Internals of Hash-Join-v3 and Hash-Build-Probe-v3 - 2024.1 English

Vitis Libraries

Release Date
2024-08-06
Version
2024.1 English

This document describes the structure and execution of Hash-Join-V3 and Hash-Build-Probe-v3, implemented as hashJoinV3 and hashBuildProbeV3 functions.

Hash Join MPU Structure

The Hash-Join-v3 and Hash-Build-Probe-v3 are general primitives to accelerate the Hash-Join algorithm utilizing the advantage of high memory bandwidth in an AMD FPGA. Hash-Join-v3 performs Hash-Join in single-call mode which means the small table and the big table should be scanned one after another. Hash-Build-Probe-v3 provides a separative solution for build and probe in Hash-Join. In Hash-Build-Probe, an incremental build is supported, and the workflow can be scheduled as build0 -> build1 -> probe0 -> build2 -> probe2…

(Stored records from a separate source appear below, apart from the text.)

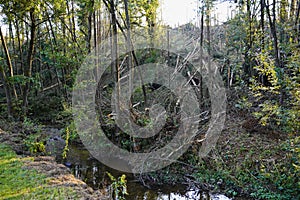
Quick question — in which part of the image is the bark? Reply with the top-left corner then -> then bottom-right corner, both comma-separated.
23,8 -> 37,117
0,27 -> 18,100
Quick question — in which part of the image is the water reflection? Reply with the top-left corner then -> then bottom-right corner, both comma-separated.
58,146 -> 229,200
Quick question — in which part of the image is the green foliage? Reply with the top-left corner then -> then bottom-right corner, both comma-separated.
0,144 -> 79,200
106,172 -> 128,200
24,134 -> 46,154
62,127 -> 70,159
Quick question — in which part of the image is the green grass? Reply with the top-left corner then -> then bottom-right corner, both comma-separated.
0,144 -> 78,199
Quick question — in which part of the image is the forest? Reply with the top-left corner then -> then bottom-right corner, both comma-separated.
0,0 -> 300,200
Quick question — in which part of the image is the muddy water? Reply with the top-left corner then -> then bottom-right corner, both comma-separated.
57,145 -> 230,200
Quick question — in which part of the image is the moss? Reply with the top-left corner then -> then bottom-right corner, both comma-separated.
0,144 -> 77,199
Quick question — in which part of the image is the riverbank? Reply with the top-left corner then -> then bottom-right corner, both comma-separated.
0,130 -> 108,199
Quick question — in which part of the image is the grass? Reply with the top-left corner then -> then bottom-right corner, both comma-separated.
0,144 -> 78,199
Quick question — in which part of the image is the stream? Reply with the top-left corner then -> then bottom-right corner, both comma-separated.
57,145 -> 230,200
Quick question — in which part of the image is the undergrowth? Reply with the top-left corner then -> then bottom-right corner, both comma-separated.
0,144 -> 78,199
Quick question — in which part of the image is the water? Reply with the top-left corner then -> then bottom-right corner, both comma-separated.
58,145 -> 230,200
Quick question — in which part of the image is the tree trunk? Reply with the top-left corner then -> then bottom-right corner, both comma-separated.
23,8 -> 36,117
0,27 -> 18,100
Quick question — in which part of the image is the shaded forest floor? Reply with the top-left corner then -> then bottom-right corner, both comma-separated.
0,127 -> 107,199
0,91 -> 300,199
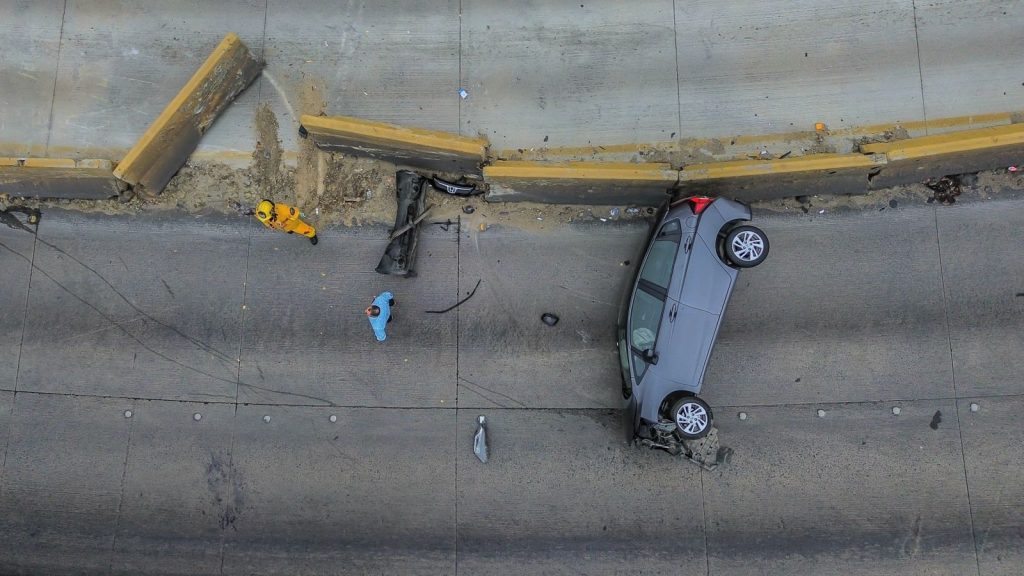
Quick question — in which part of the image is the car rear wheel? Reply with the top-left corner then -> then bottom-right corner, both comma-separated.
725,225 -> 768,268
669,396 -> 713,440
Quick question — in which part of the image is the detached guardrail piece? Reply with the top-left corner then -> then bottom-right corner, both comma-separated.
679,154 -> 885,202
114,33 -> 263,195
860,124 -> 1024,189
0,158 -> 121,200
483,160 -> 679,206
299,115 -> 489,174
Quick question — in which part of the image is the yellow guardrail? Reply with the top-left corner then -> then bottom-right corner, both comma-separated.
301,115 -> 488,173
114,33 -> 263,194
0,158 -> 120,200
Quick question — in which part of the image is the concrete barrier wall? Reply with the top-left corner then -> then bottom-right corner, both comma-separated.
301,115 -> 488,174
114,34 -> 263,195
483,161 -> 679,206
0,158 -> 120,200
860,124 -> 1024,189
679,154 -> 885,202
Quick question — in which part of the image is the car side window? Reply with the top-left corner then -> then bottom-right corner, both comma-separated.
640,219 -> 682,290
630,288 -> 665,381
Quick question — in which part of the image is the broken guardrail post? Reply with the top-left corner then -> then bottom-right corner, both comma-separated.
114,33 -> 263,195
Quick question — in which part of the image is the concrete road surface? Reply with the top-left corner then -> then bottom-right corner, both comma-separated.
0,0 -> 1024,156
0,190 -> 1024,576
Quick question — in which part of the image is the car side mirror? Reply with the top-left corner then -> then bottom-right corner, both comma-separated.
643,348 -> 657,364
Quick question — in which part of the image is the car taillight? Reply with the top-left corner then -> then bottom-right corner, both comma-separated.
686,196 -> 715,214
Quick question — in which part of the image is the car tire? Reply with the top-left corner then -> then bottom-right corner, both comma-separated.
725,225 -> 768,268
669,396 -> 715,440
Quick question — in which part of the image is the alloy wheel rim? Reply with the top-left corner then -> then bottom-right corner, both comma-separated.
676,402 -> 708,436
732,230 -> 765,262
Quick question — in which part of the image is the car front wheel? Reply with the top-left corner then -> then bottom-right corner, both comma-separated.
725,225 -> 768,268
669,396 -> 712,440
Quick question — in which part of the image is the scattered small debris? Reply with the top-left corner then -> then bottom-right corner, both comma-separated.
925,174 -> 963,205
427,278 -> 483,314
473,415 -> 487,464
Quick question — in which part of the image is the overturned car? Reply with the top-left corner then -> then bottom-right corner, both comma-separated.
617,197 -> 768,454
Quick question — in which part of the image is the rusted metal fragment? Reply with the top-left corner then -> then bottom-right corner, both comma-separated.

Workload is distributed based on the most significant bits (MSBs) of the hash value of join key to the processing unit (PU), so that each PU can work independently. The current design uses a maximum number of PUs, served by four input channels through each of which a pair of key and payload can be passed in each cycle. Overflow processing is provided in this design.

The number of PU is set to 8, as each PU requires two dedicated bank to temporarily store rows in the small table (one for base rows and another for overflow rows). Due to the DDR/HBM memory access delay, four channels can serve enough data to these PUs. Each PU performs HASH-JOIN in three phases.

  1. Build: With small table as input, the number of keys falls into each hash values are counted. The value of hash counters are stored in bit vector in URAM. Every hash value has a fixed depth of storage in HBM to store rows of small table. If the counter of hash value is larger than the fixed depth, it means that overflow happens. Another bit vector is used for counting overflow rows. Also, the overflow of small table will be stored in another area in the HBM.
Build
  1. Merge: Accumulating the overflow hash counter to get the offsets of each hash value. Then, the overflow rows will be read in form one HBM and write out to another HBM. The output address of overflow rows is according to the offset of its hash value. By operation of Merge, you can put the overflow rows into its right position and wait for Probe. To provide high throughput in this operation, two dedicated HBM ports are required for each PU, which provides read and write accessibilities at the same time.